Employer health premium increases

As goes California, so goes the nation. Particularly bad news if the trend one is watching is health care. California's health care premiums have just passed the $10,000 per family threshold, a level some experts think will finally lead to calls for significant change.

Don't bet on it.

The frightening thing about this increase is it reflects a lower than expected trend rate of 11.4%...2003 costs were up a whopping 15.8%. When 11.4% is good news, you know we're in trouble.

The study, sponsored by the California HealthCare Foundation and Kaiser Family Foundation, also covers national health care premium trends. And those numbers aren't a beam of sunshine either.

The national health care trend rate is 11.2%. Since 2000, health care premiums are up 61%.

Sixty-one percent.

For those who are interested, a summary of the report presents the highlights, including employer contribution rates and trends, specific plan trend rates, and future cost projections. Make sure you are sitting down when you read this.

December 18, 2004

Marsh's future - post Spitzer

Risk and Insurance magazine, an industry publication focussed primarily on the property and casualty industry, has an interesting interview with Marsh CEO Michael Cherkasky. Cherkasky, a relative newcomer to Marsh who joined the organization when they acquired Kroll (investigations and security firm), was perhaps the best stroke of luck Marsh could have had.

Cherkasky worked with NY Attorney General Spitzer at the state level, and they know each other well. His appointment to CEO will go far to deflect Spitzer's attacks, as their relationship appears to be positive.

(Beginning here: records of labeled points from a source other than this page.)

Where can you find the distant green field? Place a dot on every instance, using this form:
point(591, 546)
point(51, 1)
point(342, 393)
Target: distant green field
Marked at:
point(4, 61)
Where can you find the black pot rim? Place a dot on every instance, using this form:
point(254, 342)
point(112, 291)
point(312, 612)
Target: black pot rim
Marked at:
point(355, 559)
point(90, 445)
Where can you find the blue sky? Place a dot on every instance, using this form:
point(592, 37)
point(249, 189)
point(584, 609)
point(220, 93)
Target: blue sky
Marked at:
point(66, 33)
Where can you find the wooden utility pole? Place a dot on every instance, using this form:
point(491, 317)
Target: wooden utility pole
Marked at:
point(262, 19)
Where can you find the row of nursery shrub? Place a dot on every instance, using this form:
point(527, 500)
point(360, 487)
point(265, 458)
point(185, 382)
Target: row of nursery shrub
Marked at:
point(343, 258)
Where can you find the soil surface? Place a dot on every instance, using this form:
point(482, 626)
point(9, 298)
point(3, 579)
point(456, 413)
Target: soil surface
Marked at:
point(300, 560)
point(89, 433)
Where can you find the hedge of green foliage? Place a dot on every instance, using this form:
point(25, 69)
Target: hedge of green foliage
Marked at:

The interview details Marsh's plans for the future, and is required reading for any risk manager, broker, or regulator wondering what the impact of the contingency commission-sham bidding scandal will be on brokers.

One excerpt is particularly telling...

(Risk and Insurance editor Jack Roberts) "Do you think that if other competitors don't accept that model-that all sides of the transaction ought to be transparent-that that will give Marsh a competitive edge?

(Cherkasky) - "We absolutely do. The attitude of caveat emptor-let the buyer beware-that's not going to be our attitude. We think that will be a competitive edge and that we will be very tough to compete with if you don't do it that way. But that's up to the marketplace. We're going to adopt that because that's what we believe is going to be effective in the 21st century under this regulatory environment and we're confident it's going to make a fair return for our shareholders."

That competitive return will likely be considerably less than it was pre-Spitzer, but better lower returns than none at all.

December 9, 2004

Insurance Industry Profit Margins

Weiss Ratings has recently released their report on insurance industry profitability, and the news is both good and bad. Good if you compare it to past year's reports, bad if you are expecting robust returns.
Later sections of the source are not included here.